Knack Focus, revista de entretenimiento belga, publica una entrevista con Jonny Greenwood. El guitarrista detalla cómo incursionó en la realización de la banda sonora de Norwegian Wood, así como de soundtracks en general. También declara la razón por la que los discos de Radiohead tardan en salir y el uso de instrumentos de estilo clásico en futuros trabajos de la banda.

  • ¿Cómo fue que terminaste realizando la banda sonora de Norwegian Wood?

Tran Anh Hung [director] me preguntó si quería escribir la música y le respondí que “no, no tengo tiempo; estoy trabajando en el nuevo álbum de Radiohead.” Después de eso empecé a trabajar en algunas ideas de todos modos, sin haber visto el filme y sin haber leído el guión, simplemente porque no me interesaba. Entonces Hung me preguntó de nuevo. No había cambiado de opinión y su entusiasmo era contagioso. Resultó ser fan de There Will Be Blood. Aparentemente buscaba una mezcla similar de encanto y peligro, luz y oscuridad.

  • ¿Ya conocías el trabajo anterior de Hung?

No, aunque empleó “Creep” en su segunda película, Cyclo. Hace poco vi su debut, The Scent of the Green Papaya, en DVD. Las dos películas son hermosas. Había leído la novela de Murakami, y esa fue mi única fuente de inspiración desde un principio. Con todo, al final ninguna de mis primeras composiciones resultó quedar dentro de la película.

  • ¿Cómo empezaste a trabajar en la banda sonora?

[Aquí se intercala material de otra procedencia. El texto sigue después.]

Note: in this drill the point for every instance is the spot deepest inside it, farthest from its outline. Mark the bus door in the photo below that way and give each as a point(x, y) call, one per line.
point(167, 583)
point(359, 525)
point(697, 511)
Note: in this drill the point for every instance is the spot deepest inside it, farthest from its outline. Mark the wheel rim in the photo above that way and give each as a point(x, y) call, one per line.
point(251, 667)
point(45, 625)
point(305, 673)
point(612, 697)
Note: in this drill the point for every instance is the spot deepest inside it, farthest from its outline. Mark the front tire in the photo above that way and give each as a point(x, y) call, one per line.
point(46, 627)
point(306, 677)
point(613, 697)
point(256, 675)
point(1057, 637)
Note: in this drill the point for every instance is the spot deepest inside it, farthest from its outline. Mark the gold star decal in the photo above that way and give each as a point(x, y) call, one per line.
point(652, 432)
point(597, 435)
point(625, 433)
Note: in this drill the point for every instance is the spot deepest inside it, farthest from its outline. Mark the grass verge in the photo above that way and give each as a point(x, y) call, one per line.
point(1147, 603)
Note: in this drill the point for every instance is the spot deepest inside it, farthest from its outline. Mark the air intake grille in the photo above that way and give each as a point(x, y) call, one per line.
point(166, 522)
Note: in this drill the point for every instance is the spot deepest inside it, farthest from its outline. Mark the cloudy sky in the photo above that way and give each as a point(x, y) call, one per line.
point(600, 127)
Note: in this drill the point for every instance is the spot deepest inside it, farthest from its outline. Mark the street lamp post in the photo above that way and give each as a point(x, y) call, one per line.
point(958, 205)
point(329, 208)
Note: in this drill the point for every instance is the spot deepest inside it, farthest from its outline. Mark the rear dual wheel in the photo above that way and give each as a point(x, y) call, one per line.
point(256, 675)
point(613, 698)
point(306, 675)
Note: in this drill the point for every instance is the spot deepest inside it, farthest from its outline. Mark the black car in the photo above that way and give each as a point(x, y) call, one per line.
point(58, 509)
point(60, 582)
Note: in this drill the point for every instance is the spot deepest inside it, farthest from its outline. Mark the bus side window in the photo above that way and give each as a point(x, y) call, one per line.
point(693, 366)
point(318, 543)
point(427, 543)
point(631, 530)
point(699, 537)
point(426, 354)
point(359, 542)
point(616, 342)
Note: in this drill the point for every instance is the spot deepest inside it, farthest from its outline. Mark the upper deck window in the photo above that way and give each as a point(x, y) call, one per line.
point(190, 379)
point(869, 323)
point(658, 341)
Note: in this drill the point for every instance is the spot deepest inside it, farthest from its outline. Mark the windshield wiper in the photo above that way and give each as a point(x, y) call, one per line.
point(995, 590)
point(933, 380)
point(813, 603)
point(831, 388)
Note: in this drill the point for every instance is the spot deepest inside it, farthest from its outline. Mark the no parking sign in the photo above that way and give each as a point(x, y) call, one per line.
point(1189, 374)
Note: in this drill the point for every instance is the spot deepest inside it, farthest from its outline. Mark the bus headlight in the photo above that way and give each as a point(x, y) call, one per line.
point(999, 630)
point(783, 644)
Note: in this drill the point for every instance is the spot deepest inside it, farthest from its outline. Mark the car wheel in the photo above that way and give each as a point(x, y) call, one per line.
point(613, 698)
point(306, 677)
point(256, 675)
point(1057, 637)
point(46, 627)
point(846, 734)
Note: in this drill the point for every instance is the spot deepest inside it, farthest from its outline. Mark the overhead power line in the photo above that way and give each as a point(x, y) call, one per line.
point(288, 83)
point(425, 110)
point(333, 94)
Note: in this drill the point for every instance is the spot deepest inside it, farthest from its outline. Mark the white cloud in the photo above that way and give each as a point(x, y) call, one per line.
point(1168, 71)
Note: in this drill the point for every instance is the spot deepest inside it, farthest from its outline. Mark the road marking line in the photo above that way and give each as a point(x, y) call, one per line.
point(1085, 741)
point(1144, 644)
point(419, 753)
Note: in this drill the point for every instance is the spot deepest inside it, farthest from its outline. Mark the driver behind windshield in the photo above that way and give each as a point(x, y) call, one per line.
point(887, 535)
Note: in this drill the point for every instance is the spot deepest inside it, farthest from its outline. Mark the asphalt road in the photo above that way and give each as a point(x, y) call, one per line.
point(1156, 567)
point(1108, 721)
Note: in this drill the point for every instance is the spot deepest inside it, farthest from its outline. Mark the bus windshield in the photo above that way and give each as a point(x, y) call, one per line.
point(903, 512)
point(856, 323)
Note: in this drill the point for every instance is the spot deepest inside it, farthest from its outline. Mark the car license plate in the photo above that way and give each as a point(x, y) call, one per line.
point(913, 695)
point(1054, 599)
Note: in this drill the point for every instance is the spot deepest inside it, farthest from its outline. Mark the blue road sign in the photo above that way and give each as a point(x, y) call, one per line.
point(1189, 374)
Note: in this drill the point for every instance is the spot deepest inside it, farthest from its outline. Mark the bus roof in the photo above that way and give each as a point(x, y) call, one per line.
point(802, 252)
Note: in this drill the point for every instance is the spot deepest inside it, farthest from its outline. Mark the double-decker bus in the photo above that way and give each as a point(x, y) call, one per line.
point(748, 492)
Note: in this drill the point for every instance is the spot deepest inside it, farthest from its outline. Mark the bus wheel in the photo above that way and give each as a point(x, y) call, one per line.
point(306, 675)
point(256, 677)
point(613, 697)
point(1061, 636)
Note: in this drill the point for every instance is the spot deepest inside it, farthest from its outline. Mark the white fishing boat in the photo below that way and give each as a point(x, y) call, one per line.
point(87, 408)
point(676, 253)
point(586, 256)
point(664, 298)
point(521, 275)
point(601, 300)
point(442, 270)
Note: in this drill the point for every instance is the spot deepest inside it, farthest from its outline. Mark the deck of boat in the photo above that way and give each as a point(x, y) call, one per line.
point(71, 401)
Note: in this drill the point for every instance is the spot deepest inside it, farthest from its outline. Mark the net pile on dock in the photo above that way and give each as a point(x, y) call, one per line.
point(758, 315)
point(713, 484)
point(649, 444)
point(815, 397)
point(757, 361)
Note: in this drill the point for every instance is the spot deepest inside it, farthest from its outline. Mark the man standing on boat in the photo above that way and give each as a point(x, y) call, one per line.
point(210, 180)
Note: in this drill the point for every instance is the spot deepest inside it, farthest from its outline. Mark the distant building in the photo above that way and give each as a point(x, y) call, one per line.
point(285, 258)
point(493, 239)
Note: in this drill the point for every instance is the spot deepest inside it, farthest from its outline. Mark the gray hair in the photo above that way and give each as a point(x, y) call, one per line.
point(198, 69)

Hay algunas escenas en el libro donde Reiko, uno de los personajes principales, enseña a tocar guitarra. Me pregunté qué tipo de música tocaría y eso fue lo que trajo las primeras ideas. Las imágenes pasan a segundo término; prefiero basar mi trabajo en las discusiones con el director de cine. Afortunadamente, Hung tenía muchas y muy extrañas sugerencias. Él pensaba que era importante que la música evocara emociones confusas dado que los personajes no son aún muy maduros. En otras ocasiones me mostró algunos acercamientos y dijo “a ver, compón algo que cuadre con su expresión facial”. La mayoría de los directores dan instrucciones del tipo “una melodía rápida aquí, algo amenazador ahí, luego un clímax emotivo”. Siempre se agradece un trabajo donde se pueda partir de una imagen concreta o una idea. Paul Thomas Anderson trabajaba también de esa manera. Ninguno de los dos directores abarcan todo en sonido, les dan a las películas espacio para poder respirar.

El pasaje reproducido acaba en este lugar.